The turbulent 1930s
The great depression that began with the Wall Street crash in the USA and the Kreuger crash in Sweden formed the backdrop of the turbulent 1930s, when ideologies, politics, aesthetics and territories became the subjects of heated conflicts. Politicians and artists fought for supremacy in the cultural field. This led to censorship measures by the state and style wars in the arts.In Sweden, architects and artists were still trying to liberate themselves from the dominant national romantic style. The Stockholm Exhibition in 1930 was a powerful step in that direction, finally introducing post-cubist artists such as Léger, Moholy-Nagy and Mondrian and the architect Le Corbusier’s ideas on a functionalist city for the “new man”.
Vera Nilsson
Lampsken, ca 1930
© Vera Nilsson/BUS 2012
But modernism was not a homogeneous movement. There was widespread scepticism against utopian systems. Among the abstract paintings and terse architectural models at the Stockholm Exhibition, many artists asked where this “new man” had disappeared. Vera Nilsson, Sven Erixson, Albin Amelin, Siri Derkert and others pinned their hopes on the individual, and based their artistic practices on a humanist approach.
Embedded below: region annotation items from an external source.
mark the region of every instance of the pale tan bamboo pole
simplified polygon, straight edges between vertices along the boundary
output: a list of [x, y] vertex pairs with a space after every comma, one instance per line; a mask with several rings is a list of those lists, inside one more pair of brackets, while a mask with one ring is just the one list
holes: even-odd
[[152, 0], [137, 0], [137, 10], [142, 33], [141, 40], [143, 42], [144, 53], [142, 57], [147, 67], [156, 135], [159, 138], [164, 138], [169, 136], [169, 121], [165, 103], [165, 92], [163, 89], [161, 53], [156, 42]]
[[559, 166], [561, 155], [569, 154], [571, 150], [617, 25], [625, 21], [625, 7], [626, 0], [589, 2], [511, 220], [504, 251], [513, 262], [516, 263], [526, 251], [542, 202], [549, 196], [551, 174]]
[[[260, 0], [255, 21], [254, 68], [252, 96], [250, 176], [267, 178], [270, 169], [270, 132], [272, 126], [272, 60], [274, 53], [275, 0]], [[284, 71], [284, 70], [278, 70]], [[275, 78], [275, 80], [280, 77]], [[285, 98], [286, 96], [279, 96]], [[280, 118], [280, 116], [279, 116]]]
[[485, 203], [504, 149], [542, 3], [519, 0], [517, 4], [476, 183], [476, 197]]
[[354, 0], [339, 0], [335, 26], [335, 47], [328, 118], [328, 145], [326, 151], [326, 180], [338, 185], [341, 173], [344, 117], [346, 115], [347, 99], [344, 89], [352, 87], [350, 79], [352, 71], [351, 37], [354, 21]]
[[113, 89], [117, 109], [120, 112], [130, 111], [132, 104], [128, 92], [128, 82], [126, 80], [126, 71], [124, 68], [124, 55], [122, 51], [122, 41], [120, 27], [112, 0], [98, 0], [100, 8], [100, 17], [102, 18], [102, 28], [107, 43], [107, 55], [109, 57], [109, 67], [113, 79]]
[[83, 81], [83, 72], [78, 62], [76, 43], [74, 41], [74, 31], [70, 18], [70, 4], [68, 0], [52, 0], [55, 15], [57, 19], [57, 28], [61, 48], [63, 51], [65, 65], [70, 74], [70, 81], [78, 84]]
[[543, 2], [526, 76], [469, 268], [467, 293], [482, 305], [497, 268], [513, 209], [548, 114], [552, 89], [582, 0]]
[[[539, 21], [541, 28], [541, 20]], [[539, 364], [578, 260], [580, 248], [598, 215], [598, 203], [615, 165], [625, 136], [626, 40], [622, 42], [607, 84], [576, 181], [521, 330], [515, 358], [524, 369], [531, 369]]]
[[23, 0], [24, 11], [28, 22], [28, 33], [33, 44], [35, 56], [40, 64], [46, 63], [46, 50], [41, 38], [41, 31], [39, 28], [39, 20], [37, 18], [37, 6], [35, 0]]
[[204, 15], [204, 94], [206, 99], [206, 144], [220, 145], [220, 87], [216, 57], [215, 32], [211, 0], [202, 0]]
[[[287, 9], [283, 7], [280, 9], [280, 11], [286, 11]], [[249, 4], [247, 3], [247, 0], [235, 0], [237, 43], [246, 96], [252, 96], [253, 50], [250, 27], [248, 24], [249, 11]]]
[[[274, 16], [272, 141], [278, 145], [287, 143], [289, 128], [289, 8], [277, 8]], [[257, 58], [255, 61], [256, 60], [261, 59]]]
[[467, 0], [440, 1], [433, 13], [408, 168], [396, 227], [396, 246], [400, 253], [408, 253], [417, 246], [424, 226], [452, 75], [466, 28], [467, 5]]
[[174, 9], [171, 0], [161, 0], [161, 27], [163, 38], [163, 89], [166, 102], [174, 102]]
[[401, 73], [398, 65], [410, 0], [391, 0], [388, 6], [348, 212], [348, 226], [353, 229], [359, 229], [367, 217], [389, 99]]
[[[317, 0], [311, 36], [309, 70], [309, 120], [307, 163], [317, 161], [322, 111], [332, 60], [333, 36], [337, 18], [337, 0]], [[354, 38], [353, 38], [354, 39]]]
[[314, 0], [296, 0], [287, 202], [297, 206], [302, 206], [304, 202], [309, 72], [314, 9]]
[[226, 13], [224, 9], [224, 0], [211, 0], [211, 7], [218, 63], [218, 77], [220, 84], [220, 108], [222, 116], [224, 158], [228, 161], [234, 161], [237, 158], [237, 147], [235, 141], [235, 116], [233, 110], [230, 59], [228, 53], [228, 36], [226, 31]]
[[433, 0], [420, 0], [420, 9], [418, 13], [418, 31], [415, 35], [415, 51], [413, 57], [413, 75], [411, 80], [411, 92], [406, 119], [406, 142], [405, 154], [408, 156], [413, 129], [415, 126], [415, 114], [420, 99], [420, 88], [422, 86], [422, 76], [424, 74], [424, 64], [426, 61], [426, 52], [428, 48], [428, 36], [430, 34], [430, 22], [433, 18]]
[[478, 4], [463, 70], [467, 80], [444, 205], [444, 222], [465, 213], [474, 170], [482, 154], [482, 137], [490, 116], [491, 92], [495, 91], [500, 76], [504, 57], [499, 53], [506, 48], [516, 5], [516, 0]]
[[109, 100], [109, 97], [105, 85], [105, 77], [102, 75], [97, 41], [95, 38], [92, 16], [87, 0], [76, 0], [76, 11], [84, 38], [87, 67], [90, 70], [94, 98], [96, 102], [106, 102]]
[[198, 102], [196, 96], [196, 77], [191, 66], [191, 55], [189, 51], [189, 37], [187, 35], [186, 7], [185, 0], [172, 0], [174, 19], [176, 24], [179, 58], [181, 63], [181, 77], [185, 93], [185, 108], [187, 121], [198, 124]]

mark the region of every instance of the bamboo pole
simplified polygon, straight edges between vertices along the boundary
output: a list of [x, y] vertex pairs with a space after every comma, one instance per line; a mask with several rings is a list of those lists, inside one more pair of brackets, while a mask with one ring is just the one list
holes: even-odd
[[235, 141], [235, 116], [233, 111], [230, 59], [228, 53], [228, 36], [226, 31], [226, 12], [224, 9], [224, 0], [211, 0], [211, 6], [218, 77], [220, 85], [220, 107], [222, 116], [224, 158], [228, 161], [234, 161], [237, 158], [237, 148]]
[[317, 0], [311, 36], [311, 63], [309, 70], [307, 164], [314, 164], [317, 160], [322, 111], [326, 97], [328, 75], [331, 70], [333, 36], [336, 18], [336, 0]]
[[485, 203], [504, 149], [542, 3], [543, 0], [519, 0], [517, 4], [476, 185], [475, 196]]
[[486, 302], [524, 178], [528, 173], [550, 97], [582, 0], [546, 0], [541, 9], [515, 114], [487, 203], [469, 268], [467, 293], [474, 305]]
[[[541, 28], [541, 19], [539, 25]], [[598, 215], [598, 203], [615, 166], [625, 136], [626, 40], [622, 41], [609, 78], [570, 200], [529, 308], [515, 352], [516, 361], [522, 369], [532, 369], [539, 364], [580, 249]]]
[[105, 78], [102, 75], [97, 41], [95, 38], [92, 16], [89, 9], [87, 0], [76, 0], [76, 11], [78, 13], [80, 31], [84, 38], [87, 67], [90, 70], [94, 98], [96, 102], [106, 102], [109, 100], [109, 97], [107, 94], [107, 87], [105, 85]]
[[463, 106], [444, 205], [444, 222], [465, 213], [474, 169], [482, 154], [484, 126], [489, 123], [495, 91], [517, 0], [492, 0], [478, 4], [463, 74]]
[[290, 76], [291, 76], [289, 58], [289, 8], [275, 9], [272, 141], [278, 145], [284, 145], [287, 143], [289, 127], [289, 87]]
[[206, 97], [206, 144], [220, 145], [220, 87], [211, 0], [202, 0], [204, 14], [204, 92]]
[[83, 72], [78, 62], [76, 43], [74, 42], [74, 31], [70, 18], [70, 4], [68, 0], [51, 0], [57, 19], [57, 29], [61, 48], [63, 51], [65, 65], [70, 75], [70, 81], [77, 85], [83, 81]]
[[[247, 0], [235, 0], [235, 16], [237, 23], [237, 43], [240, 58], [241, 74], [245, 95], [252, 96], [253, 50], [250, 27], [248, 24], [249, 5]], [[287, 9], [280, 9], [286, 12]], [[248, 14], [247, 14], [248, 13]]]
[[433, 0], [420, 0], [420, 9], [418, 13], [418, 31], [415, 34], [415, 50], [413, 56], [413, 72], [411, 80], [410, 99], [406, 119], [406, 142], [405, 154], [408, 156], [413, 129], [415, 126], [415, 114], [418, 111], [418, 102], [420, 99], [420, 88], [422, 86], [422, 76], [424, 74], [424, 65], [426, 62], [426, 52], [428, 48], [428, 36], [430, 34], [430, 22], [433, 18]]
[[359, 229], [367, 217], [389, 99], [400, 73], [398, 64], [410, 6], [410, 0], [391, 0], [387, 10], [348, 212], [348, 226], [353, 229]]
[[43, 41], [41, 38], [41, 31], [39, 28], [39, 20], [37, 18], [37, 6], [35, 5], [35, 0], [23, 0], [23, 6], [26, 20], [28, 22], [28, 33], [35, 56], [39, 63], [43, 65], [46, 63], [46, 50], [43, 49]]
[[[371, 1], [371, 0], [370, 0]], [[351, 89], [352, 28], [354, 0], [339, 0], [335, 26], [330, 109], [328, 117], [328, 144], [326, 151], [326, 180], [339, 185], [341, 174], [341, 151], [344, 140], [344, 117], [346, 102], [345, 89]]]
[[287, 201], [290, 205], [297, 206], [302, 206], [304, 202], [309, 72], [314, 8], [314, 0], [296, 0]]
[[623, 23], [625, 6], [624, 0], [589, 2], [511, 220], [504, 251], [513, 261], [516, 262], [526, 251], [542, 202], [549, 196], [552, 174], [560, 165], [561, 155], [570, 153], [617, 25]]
Their portraits and scenes imbued with social relevance were a stand against what they perceived as a new academism. Their protest was enhanced by an open style and a DIY aesthetic that is also found in later protest movements, such as punk. Nearly all the artists in this room exhibited at the artist-run gallery Färg och Form. Today, they are sometimes described rather arbitrarily as an extension of 1920s idyllic naivism, but their works were neither naive nor innocent.